The passage above (Colossians 3), insofar as it’s lived out among Christians today, is a good reminder of what we should be remembering and celebrating. As well as where our minds and tongues probably shouldn’t be, unless it’s in simple prayer to God.

Some of us may have had extra difficult lives, or may be going through a trial right now. But none of us can say that there isn’t much to  be thankful for, first to God, from whom all blessings flow, and through whom every good and perfect gift comes. As well as to others, thanking God for them, as well as thanking them for the good they do out of the love and grace that comes from God.

God is love, and in that love has poured out bountiful blessings on the earth, to be shared by all. Let us mark this day, and make it, by God’s grace, a day of giving thanks to him. And simply be with each other, especially practicing that giving of thanks for the little ones to see so that they can come to emulate that themselves.

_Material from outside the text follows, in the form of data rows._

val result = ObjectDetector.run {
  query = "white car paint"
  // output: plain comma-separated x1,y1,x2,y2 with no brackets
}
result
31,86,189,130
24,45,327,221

And above all, may we see this day as a day to pause and reflect, as well as celebrate for ourselves, God’s goodness to us and to the world. In creation and in new creation, in and through Jesus.

Halloween and All Saints Day

I wish I knew the connection better, but like other pagan festival days, the Christians would make holy days (from which we get the word holidays) for the faithful and for a witness. In the case of what we now call Halloween, it was thought to be the night when the dead would visit the homes in which they had lived. And in some cases propitiation to appease any anger was sought from the dead by offerings for blessing as opposed to cursing. Of course contact with the dead in the form of séances is strictly forbidden by scripture. Ouija boards and the like play into this and are not something to be treated lightly, indeed we should avoid all such. There is a power behind it which may show up, and the power is at its core quite ugly and awful.

Christians made the night the eve of “All Saints Day,” a day to honor all of God’s holy people who have been recognized by the church as such. Of course in Christ all are actually saints, or holy and set apart to God. That day is followed by All Souls Day which acknowledges the faith of all the baptized. Christians wanted to make it clear that they did not share in the fear of that night which they called in our words, All Saints Eve (called All Hallows’ Eve by a certain time, cf: “Hallowed be your name” in “The Lord’s/our Father prayer”, see above link). Instead Christians honored the dead in Christ and celebrated their faith through the one who by his death abolished death and brought life and immortality to light through the gospel.

In their witness and in our ongoing witness of Jesus today, we want to make it clear that we have no fear of the dark powers which indeed can be active especially around these specific days. While we respect both the power they have and don’t think for a moment that we ourselves are any match for that, we know that we have the victory over all such through Christ, and through the power of his death and resurrection. We need not tread in fear of such, even as we look forward to the day when all such evil will forever be vanquished and destroyed.

Of course in our enlightened Modernist culture or the ongoing entrenchment of such in what may be a developing Postmodernism, we know better. But in many cultures in the world the reality and powers of such are only too well known. As C. S. Lewis pointed out such powers and especially the Satan behind such are only too happy for people to either see them everywhere or nowhere at all. Instead we need to be aware of their presence and diabolical, deceptive works and of our victory over them in and through the cross of our resurrected Lord and King, Jesus.